His work focuses mainly on digital policies and institutional reform of the European Union.

== Early life and education ==
Mituța holds a master's degree in European affairs from Sciences Po Paris (2009), a BA in political science from Paris Nanterre University (2007), as well as a BA in international relations and European studies from the National University of Political Studies and Public Administration (2007). He was an Erasmus student at the Paris Nanterre University in 2006/2007.

== Early career ==
After his studies, Mituța followed a career in the European institutions as a civil servant. He was a cofounder and executive director of Europuls, a Romanian think-tank specialised in EU policies.

== Political career ==
=== Career in national politics ===
In 2016, Mituța became Secretary of State and Head of Cabinet of Prime Minister Dacian Cioloș. Later, he was a co-founder of Platforma România 100 and Mișcarea România Împreună, the organisations which led to the creation of Freedom, Unity and Solidarity Party, of which he is currently a member of the National Bureau.

In May 2022, Mituța resigned from USR and launched a new party called REPER with Dacian Cioloș, Dragoș Tudorache, Dragoș Pîslaru and Ramona Strugariu.

=== Member of the European Parliament ===
In 2019, Mituța ran as a candidate for the European Parliament on the list of the 2020 USR-PLUS Alliance (Alianța 2020 USR-PLUS).

In the European Parliament, Mituța is affiliated with the Renew Europe Group and he is a member of the Committee on Budgetary Control (CONT) and the Committee on Agriculture and Rural Development (AGRI). He is also a substitute member of the Committee on Industry, Research and Energy(ITRE), Committee on Constitutional Affairs (AFCO), the Committee on Regional Development (REGI), the Committee on Employment and Social Affairs (EMPL) and the Special Committee on Beating Cancer (BECA). Since 2021, he has been part of the Parliament's delegation to the Conference on the Future of Europe.

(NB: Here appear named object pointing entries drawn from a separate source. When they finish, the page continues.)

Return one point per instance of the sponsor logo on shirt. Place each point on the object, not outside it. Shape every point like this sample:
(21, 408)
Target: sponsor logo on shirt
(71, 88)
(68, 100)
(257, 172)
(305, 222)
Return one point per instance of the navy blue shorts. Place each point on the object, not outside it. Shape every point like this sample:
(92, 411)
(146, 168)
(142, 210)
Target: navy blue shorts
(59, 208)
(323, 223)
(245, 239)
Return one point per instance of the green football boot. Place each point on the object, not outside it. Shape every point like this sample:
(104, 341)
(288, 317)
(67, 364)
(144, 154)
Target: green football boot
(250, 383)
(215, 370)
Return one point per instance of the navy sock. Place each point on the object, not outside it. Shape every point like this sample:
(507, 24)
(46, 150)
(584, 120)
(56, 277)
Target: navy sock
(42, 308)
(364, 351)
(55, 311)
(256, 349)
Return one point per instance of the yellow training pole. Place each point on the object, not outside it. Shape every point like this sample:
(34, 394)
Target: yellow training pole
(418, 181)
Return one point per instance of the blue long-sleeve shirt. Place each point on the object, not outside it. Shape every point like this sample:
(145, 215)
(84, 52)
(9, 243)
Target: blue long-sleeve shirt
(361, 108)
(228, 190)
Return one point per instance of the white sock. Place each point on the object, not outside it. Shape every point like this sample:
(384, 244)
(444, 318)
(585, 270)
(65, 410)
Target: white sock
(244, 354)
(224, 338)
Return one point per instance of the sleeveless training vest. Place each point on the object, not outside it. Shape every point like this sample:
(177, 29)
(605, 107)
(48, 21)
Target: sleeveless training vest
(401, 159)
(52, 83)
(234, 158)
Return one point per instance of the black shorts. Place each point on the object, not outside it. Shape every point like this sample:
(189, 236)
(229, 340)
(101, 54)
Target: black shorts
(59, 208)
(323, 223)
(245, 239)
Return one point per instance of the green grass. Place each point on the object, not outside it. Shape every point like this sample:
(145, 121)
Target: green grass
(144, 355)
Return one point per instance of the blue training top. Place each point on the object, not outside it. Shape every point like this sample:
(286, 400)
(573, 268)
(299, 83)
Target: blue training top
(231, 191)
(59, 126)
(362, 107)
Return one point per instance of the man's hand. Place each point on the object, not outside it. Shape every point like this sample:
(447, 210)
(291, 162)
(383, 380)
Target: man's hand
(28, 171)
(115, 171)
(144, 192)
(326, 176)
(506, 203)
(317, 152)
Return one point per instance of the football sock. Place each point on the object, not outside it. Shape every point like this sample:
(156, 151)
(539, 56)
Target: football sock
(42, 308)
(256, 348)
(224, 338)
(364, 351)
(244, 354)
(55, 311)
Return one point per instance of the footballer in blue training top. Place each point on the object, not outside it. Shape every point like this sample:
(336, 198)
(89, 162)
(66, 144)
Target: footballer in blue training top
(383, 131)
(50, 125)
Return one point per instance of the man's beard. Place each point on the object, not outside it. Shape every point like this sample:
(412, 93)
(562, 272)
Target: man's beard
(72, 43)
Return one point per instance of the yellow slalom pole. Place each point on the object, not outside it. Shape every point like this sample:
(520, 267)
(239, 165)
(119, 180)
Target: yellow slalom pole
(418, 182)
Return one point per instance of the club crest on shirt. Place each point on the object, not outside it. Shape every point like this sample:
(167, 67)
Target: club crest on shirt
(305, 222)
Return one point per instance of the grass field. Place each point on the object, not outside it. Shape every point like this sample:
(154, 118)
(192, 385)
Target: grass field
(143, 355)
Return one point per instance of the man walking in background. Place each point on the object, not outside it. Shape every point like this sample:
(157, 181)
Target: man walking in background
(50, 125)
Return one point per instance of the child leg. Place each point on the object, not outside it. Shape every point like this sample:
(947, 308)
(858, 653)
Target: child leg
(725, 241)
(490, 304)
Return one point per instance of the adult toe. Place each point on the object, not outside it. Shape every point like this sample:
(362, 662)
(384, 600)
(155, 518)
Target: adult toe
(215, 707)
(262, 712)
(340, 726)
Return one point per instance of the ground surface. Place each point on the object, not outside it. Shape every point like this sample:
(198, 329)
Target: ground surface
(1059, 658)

In addition to his committee assignments, Mituța is a member of the parliament's delegation to the EU-Moldova Parliamentary Association Committee (D-MD) and substitute member of its delegation to the Euronest Parliamentary Assembly (DEPA).

Most notably, Mituța is the leading rapporteur on the Gigabit Infrastructure Act, as well as shadow rapporteur on the European Data Act (European Union) and the European eID Regulation.

== Political positions ==

As rapporteur for Gigabit Infrastructure Act he proposed and negotiated into law the abolition of the extra-fees for intra-EU communication (calls and SMS).

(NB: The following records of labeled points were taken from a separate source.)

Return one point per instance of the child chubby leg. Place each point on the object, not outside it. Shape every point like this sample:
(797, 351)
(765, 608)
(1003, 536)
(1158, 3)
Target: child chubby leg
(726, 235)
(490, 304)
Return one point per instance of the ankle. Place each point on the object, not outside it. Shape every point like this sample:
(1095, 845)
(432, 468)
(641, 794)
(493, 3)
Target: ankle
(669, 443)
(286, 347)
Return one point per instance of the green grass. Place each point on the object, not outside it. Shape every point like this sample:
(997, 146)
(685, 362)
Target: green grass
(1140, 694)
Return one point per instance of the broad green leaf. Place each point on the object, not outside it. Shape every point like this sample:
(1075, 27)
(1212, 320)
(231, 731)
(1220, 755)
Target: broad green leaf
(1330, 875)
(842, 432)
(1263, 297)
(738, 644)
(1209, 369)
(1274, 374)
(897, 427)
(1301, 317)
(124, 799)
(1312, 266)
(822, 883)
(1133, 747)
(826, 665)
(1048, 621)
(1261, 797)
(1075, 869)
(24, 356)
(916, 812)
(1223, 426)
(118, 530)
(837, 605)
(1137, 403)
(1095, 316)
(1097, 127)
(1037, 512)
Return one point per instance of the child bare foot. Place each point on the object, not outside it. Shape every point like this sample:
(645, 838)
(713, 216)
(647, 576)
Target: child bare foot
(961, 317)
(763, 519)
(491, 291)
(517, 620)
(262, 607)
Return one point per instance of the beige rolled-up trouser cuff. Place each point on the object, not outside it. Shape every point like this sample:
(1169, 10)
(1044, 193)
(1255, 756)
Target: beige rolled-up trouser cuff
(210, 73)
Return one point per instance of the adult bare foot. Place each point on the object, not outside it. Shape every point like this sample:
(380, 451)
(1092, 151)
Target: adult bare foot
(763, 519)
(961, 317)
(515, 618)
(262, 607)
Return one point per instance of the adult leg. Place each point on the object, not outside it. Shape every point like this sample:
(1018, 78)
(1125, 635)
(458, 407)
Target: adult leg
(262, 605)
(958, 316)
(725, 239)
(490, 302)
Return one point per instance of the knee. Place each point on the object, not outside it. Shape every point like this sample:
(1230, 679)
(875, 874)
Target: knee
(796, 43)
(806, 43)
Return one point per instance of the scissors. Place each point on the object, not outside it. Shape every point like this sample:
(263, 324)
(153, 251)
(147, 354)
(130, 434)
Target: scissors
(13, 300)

In 2021, Mituța initiated a letter to Ursula von der Leyen and Maroš Šefčovič co-signed by seven other Members in which they call on the European Commission to stop the United Kingdom from holding EU nationals in immigration removal centers.

In March 2022, he initiated a call, supported by other 21 MEPs, to Christine Lagarde, the president of the European Central Bank, to take measures so that Ukrainian refugees fleeing the war be able to convert their hryvnia to the currencies of EU Member States.